How to remove %EF%BB%BF in a PHP string
Solution 1
You could use substr
to only get the rest without the UTF-8 BOM:
// if it’s binary UTF-8
$data = substr($data, 3);
// if it’s percent-encoded UTF-8
$data = substr($data, 9);
Solution 2
You should not simply discard the BOM unless you're 100% sure that the stream will: (a) always be UTF-8, and (b) always have a UTF-8 BOM.
The reasons:
- In UTF-8, a BOM is optional - so if the service quits sending it at some future point you'll be throwing away the first three characters of your response instead.
- The whole purpose of the BOM is to identify unambiguously the type of UTF stream being interpreted UTF-8? -16? or -32?, and also to indicate the 'endian-ness' (byte order) of the encoded information. If you just throw it away you're assuming that you're always getting UTF-8; this may not be a very good assumption.
- Not all BOMs are 3-bytes long, only the UTF-8 one is three bytes. UTF-16 is two bytes, and UTF-32 is four bytes. So if the service switches to a wider UTF encoding in the future, your code will break.
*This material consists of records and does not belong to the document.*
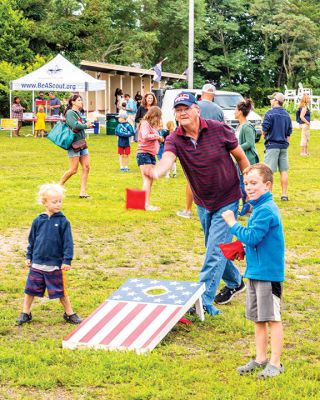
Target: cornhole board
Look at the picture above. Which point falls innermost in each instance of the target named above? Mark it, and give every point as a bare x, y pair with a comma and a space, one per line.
137, 316
135, 199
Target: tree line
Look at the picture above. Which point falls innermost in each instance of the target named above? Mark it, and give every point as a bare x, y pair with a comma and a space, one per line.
252, 46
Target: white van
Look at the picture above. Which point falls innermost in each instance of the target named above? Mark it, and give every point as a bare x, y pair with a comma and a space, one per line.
226, 100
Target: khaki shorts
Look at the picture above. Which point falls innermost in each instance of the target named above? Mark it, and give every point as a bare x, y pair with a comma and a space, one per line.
263, 301
305, 134
277, 159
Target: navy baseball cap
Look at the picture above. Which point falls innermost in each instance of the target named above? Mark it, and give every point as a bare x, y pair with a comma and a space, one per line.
184, 98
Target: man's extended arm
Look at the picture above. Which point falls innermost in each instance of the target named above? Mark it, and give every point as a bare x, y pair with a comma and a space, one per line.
168, 158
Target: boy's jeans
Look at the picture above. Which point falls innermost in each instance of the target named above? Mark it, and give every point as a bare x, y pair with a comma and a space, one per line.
215, 265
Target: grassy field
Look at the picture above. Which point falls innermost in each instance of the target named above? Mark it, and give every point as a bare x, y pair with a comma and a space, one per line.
111, 245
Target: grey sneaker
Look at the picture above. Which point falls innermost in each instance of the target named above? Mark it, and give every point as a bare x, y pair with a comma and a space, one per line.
250, 367
23, 318
226, 294
72, 319
184, 214
270, 371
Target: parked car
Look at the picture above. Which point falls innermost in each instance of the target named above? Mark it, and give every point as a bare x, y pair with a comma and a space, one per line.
226, 100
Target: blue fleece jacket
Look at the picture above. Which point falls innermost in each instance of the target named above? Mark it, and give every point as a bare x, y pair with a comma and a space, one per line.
264, 241
124, 130
50, 240
278, 126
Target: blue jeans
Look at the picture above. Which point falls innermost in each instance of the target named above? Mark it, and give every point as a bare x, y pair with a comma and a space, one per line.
216, 266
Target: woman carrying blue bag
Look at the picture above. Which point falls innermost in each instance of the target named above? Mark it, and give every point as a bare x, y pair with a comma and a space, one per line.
78, 152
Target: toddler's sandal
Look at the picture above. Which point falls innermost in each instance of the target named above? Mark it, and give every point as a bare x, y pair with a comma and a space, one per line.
270, 371
250, 367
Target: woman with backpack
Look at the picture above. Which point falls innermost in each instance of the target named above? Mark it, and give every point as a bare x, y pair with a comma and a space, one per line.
246, 133
304, 118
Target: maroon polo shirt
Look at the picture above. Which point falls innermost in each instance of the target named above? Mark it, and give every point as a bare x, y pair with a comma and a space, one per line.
207, 163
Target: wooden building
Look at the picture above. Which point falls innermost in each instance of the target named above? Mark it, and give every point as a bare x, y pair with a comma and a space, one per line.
129, 79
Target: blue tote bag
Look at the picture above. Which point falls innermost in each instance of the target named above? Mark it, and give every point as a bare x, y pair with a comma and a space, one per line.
61, 135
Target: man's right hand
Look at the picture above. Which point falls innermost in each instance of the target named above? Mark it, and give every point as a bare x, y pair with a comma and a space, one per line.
150, 172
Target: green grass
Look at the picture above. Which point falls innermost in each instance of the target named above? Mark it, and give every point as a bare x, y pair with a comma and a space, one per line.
111, 245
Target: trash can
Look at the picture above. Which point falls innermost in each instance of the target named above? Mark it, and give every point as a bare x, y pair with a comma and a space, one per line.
96, 127
111, 123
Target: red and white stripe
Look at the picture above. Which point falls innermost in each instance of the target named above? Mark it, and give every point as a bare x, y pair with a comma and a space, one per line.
125, 325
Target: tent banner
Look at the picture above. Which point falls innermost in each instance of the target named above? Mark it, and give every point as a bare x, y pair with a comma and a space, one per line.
56, 86
8, 124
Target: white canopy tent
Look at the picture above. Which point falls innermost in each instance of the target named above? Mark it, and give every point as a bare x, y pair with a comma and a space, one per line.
59, 74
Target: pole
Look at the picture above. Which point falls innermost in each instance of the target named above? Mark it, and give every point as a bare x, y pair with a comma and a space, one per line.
191, 44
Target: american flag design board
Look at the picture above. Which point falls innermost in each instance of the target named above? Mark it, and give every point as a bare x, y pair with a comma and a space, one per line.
137, 316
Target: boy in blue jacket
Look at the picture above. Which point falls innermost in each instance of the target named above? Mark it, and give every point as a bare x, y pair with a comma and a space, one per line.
124, 130
49, 255
265, 249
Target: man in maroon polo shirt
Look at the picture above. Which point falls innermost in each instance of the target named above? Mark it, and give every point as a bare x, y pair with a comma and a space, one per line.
203, 148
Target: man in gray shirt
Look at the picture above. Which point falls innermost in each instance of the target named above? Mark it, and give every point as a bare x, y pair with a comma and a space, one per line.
208, 109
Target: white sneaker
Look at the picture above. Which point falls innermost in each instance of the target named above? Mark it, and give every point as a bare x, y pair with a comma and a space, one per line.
184, 214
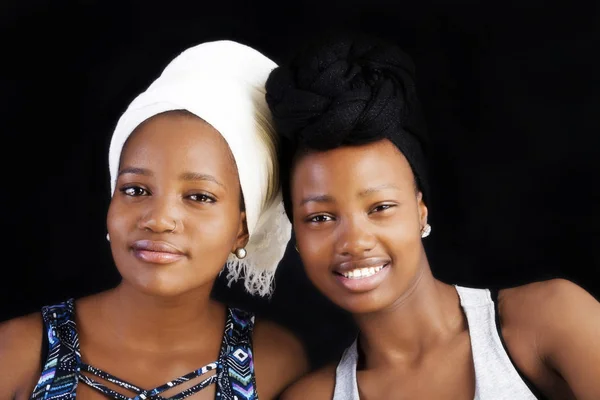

I think a more appropriate way to handle this would be something like:
/* Detect the encoding, then convert from detected encoding to ASCII */
$enc = mb_detect_encoding($data);
$data = mb_convert_encoding($data, "ASCII", $enc);
Solution 3
$data = file_get_contents("http://api.microsofttranslator.com/V2/Ajax.svc/Speak?appId=APPID&text={$text}&language=ja&format=audio/wav");
$data = stripslashes(trim($data));
if (substr($data, 0, 3) == "\xef\xbb\xbf") {
$data = substr($data, 3);
}
Solution 4
It's a byte order mark (BOM), indicating the response is encoded as UTF-8. You can safely remove it, but you should parse the remainder as UTF-8.
bbnn
Updated on July 18, 2022Comments
-
bbnn almost 2 years
I am trying to use the Microsoft Bing API.
$data = file_get_contents("http://api.microsofttranslator.com/V2/Ajax.svc/Speak?appId=APPID&text={$text}&language=ja&format=audio/wav"); $data = stripslashes(trim($data));
The data returned has a ' ' character in the first character of the returned string. It is not a space, because I trimed it before returning the data.
The ' ' character turned out to be %EF%BB%BF.
I wonder why this happened, maybe a bug from Microsoft?
How can I remove this %EF%BB%BF in PHP?
-
Lee over 13 yearsNote: generally speaking, throwing away the BOM is not a good idea. The BOM is there to tell you how the rest of the string should be handled. If you just ignore it, assuming that it's a UTF-8 3-byte BOM, you're setting yourself up for some real problems if/when the encoding ever changes. ... Please have a look at my answer below for more details.
-
crdx over 11 yearsTo future googlers: use this solution instead. Throwing away the BOM is a bad idea.
-
mpen over 10 yearsThis doesn't appear to work in practice.
mb_convert_encoding("\357\273\277some text", 'ASCII', mb_detect_encoding("\357\273\277some text"))
yieldsstring(10) "?some text"
. Notice that it left a question mark in the output. -
Lee over 10 years@mark Unfortunately, that does appear to be true. I had better luck using
iconv('UTF-8', 'ASCII//TRANSLIT//IGNORE',"\357\273\277some text")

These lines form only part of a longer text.